Researchers have found that diesel vehicle emissions are significantly underestimated in the real-world by as much as 50 percent. The research, led by the International Council on Clean Transportation and Environmental Health Analytics, tested the nitrogen oxide emissions from 11 major vehicle markets representing more than 80 percent of new diesel vehicle sales in 2015.
The study, published in Nature, found that of the 11 markets, the vehicles emitted 13.2 million tons of nitrogen oxide under real-world driving conditions. This results in 4.6 million tons more than the 8.6 million tons expected from vehicle performance under official laboratory tests.
Chris Malley, who was part of the study from the SEI, University of York, said in a statement:
“This study shows that excess diesel nitrogen oxide emissions effect crop yields and a variety of human health issues. We estimate that implementing Next Generation standards could reduce crop production loss by 1-2 percent for Chinese wheat, Chinese maize, and Brazilian soy, and result in an additional four million tonnes of crop production globally.”
A major contributor to outdoor air pollution is nitrogen oxide, and long-term exposure to these pollutants has been linked to many adverse health outcomes. These outcomes include disability and reduced life expectancy due to stroke, chronic obstructive pulmonary disease, heart disease, and lung cancer.

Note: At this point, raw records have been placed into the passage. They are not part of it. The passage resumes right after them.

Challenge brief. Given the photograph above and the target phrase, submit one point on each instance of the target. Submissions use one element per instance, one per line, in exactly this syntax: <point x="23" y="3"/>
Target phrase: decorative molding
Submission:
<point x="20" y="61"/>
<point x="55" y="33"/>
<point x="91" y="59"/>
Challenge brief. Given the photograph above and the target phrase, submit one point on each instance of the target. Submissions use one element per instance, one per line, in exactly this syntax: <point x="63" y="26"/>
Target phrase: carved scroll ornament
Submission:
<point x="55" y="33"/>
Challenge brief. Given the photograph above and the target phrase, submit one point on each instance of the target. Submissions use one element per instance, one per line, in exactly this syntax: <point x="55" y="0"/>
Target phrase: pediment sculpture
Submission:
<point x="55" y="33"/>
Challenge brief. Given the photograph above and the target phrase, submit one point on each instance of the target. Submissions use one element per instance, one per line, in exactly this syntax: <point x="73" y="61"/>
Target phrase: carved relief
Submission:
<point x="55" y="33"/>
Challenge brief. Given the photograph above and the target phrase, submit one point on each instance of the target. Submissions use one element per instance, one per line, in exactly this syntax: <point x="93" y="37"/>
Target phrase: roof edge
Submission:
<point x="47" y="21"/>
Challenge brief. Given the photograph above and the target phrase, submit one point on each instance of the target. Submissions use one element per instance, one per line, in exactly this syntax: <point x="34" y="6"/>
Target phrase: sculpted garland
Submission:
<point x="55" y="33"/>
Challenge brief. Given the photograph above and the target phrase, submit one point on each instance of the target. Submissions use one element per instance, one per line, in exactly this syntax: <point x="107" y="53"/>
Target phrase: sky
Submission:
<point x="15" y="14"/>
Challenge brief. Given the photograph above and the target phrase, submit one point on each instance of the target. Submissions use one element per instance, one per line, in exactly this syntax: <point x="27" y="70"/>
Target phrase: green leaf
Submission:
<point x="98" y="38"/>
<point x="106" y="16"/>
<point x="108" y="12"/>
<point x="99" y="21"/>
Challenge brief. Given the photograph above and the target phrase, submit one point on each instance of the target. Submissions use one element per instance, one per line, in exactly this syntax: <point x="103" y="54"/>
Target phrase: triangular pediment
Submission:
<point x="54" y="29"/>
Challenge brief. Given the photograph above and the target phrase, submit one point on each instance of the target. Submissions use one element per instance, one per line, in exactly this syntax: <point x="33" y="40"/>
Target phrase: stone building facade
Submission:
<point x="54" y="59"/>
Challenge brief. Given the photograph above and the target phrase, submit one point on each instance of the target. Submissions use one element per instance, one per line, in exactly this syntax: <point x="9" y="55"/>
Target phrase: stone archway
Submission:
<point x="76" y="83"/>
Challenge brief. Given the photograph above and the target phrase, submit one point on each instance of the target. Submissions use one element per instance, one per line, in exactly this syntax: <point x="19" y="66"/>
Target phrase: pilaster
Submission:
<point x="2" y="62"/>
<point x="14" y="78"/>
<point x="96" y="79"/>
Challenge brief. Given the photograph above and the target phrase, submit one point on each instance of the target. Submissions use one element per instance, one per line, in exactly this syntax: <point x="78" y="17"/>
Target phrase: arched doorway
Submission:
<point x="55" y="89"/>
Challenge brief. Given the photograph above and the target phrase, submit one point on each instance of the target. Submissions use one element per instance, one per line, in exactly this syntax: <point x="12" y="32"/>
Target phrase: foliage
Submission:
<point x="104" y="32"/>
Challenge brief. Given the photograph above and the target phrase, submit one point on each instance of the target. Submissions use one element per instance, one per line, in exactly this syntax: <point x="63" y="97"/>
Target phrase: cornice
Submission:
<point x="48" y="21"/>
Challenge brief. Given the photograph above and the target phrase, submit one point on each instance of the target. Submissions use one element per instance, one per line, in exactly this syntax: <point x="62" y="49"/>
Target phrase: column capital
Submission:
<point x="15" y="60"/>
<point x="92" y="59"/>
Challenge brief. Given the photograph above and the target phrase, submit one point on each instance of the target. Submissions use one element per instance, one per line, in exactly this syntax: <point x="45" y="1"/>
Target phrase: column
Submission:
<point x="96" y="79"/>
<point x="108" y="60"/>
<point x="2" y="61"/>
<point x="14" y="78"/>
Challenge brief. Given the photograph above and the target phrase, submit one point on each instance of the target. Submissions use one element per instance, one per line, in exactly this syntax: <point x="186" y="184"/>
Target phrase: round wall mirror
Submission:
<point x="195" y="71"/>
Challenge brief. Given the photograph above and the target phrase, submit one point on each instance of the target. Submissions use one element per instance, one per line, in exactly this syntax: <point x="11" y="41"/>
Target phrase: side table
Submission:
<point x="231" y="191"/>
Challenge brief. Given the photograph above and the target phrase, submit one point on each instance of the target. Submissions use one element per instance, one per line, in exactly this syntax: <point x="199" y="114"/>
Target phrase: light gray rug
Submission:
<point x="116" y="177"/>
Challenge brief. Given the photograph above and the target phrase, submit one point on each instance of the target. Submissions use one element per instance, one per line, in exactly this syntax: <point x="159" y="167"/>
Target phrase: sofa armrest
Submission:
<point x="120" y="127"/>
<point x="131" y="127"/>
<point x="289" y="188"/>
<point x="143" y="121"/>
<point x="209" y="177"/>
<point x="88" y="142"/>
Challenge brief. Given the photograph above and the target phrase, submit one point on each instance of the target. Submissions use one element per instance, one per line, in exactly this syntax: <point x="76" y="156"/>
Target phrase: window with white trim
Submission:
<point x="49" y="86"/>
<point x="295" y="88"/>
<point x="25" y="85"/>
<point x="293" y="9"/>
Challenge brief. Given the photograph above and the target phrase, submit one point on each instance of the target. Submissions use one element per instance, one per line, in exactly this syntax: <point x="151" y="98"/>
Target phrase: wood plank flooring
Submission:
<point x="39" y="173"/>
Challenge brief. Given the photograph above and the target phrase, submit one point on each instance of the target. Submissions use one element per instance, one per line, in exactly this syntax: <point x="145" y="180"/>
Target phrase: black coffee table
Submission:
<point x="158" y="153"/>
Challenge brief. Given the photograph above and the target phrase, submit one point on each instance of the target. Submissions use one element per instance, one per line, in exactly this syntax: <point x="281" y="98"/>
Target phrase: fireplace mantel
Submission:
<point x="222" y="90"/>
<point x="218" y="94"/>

Josh Miller, researcher at the International Council on Clean Transportation (ICCT), said that is was heavy-duty vehicles that were the largest contributor:
“Heavy-duty vehicles, such as commercial trucks and buses, were by far the largest contributor worldwide, accounting for 76 percent of the total excess gas emissions.
“Five of the 11 markets that we looked at, Brazil, China, the EU, India, and the US, produced 90 percent of that.
“For light-duty vehicles, such as passenger cars, trucks, and vans, the European Union produced nearly 70 percent of the excess diesel nitrogen oxide emissions.”
The study authors estimated that the excess of diesel vehicle NOx emissions in 2015 was linked to approximately 38,000 premature deaths worldwide. The deaths were mostly from the European Union, China, and India.
Susan Anenberg, co-founder of Environmental Health Analytics, LLC, explained that:
“The consequences of excess diesel NOx emissions for public health are striking. In Europe, the ozone mortality burden each year would be 10 percent lower if diesel vehicle nitrogen oxide emissions were in line with certification limits.”
The study also estimates that unless something is done to reduce it, the impact of all real-world diesel nitrogen oxide emissions will grow to 183,600 early deaths in 2040 globally. According to the researchers, by implementing the most stringent standards, it could substantially improve the situation.